Like many Canadians (I imagine), a good deal of what we watch originates from the United States, but there are a few Canadian shows that we also like.

Of particular note in the new season is Intelligence, a post-Wire cops-and-bad-guys procedural (yes Steven, you heard me right). After viewing the pilot, I’m ready to say that it promises to be one of the best shows on television this season. It is well written and performed, and has the edge of DaVinci’s City Hall (which may have been the best show on television during its very short run). As seems pretty common with CBC drama, this short reshuffles a small set of actors we’ve seen in a variety of other configurations. Most immediately recognizable to me are the people who were on DaVinci’s City Hall and Robeson Arms. But the characters are, interestingly, made to look a little older. And it’s not because I was watching reruns.
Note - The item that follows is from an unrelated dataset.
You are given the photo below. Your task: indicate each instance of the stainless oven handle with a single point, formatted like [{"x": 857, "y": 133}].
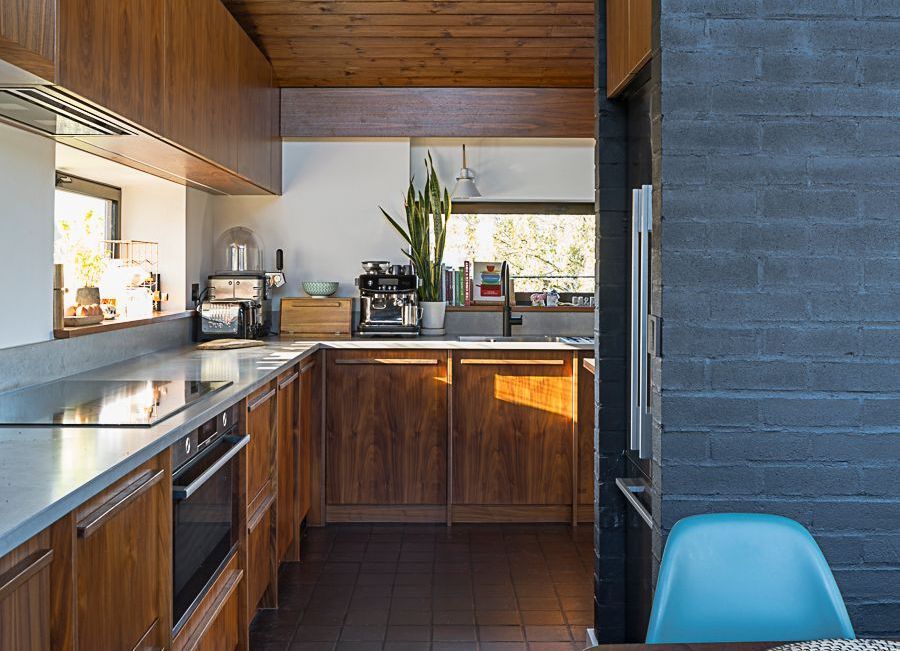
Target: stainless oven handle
[{"x": 184, "y": 492}]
I won’t speak for all Canadian TV, but Chris Haddock’s shows definitely do things not possible on U.S. networks. Something like the Vancouver red light district in City Hall have a certain edge and lack of moralizing that one can’t escape in U.S. shows, even The Wire “hamsterdam.” For both, the district becomes an administrative nightmare, but in The Wire, it brings down careers — and we are treated to the left-over pathos at the start of this season. Haddock’s characters are slightly understated rather than “larger than life” and his shows have all taken on a sort of dark look to them that makes them immediately recognizeable. When I land in Vancouver in a little over a month, I half-expect to see it through a blue filter. I hear that Intelligence is being picked up in the U.S.